Orang-orang ini adalah orang-orang yang dianggap Allah, aulia, orang-orang yang dicintai Allah Ta'ala, orang-orang yang diawasi Allah, yang dirahmati Allah.

Orang-orang seperti ini, kalau mereka mengangkat tangan memohon doa kepada Allah SWT, maka dengan gampang Allah akan terima doanya. Apapun yang mereka minta.

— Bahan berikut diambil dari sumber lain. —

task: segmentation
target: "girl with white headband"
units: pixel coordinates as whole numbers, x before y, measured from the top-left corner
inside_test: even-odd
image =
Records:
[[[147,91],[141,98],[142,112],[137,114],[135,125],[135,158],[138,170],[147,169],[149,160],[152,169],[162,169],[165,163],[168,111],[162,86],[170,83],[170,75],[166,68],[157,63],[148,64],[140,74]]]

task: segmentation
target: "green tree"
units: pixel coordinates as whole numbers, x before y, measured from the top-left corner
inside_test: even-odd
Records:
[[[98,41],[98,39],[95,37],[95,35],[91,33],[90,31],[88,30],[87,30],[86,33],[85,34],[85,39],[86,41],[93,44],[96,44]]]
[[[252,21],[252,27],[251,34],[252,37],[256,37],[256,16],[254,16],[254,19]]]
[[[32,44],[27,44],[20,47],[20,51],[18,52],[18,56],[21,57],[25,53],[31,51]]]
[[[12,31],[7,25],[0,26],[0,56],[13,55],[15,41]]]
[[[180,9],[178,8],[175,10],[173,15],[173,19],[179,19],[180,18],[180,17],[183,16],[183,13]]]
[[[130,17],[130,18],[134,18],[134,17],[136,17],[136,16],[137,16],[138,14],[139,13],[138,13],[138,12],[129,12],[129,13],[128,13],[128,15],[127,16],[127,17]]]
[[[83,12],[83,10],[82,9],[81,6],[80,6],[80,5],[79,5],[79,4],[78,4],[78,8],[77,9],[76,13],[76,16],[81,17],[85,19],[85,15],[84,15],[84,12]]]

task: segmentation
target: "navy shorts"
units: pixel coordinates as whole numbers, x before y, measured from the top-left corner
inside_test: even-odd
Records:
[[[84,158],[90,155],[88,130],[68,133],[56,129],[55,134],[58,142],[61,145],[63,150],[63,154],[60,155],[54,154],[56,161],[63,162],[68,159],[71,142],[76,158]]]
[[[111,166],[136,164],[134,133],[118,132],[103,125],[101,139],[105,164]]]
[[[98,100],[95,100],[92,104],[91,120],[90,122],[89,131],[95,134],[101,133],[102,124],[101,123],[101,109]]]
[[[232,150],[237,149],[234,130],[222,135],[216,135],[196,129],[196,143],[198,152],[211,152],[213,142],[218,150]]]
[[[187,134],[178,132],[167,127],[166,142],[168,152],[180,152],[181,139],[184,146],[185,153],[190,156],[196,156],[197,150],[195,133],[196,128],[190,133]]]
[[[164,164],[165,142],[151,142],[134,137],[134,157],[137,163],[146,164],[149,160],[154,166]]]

Orang-orang ini adalah orang-orang yang istimewa di hadapan Allah ta’ala, nggak sembarangan. Di negeri ini mereka ada, di luar negeri ini juga ada. Allah sebut mereka dengan istilah aulia, para wali-wali-Nya di muka bumi ini. Dan sebutan aulia, para wali-wali ini di mata Allah swt, cirinya adalah hidup mereka tidak ada rasa takut sama sekali kecuali kepada Allah, hidup mereka tidak ada rasa sedih sama sekali untuk urusan dunia. Mereka jalani hidup ini penuh rasa tawakkal, penuh keberserahannya kepada Allah, penuh rasa keyakinannya kepada Allah swt. Ini para aulia. Mereka tidak ada rasa takut, mereka tidak ada rasa sedih.

Meski ada yang memusuhi mereka, mereka jalani saja hidup ini. Ada yang membenci mereka, mereka jalani saja hidup ini. Ada yang mengusir mereka, menyingkirkan mereka, mereka jalani saja hidup ini. Biasa saja. Para Rosul itu, seperti itu. Para ambiya itu seperti itu. Disingkirkan, diusir, dibuang jauh, mau dibunuh, mau dilakukan perbuatan-perbuatan jahat, difitnah, diejek, dituduh bermacam-macam tuduhan, para Rosul dan para ambiya itu, menjalani saja hidup ini dengan tenang, tak ada rasa takut sedikitpun dan tak ada rasa sedih dengan perlakuan-perlakuan jahat dari manusia-manusia itu.

Dia tau Allah akan membelanya.

Dia tau Allah akan menjaganya.

Dia tau Allah akan memenangkannya.

Dia tau Allah akan terus mengangkat derajatnya.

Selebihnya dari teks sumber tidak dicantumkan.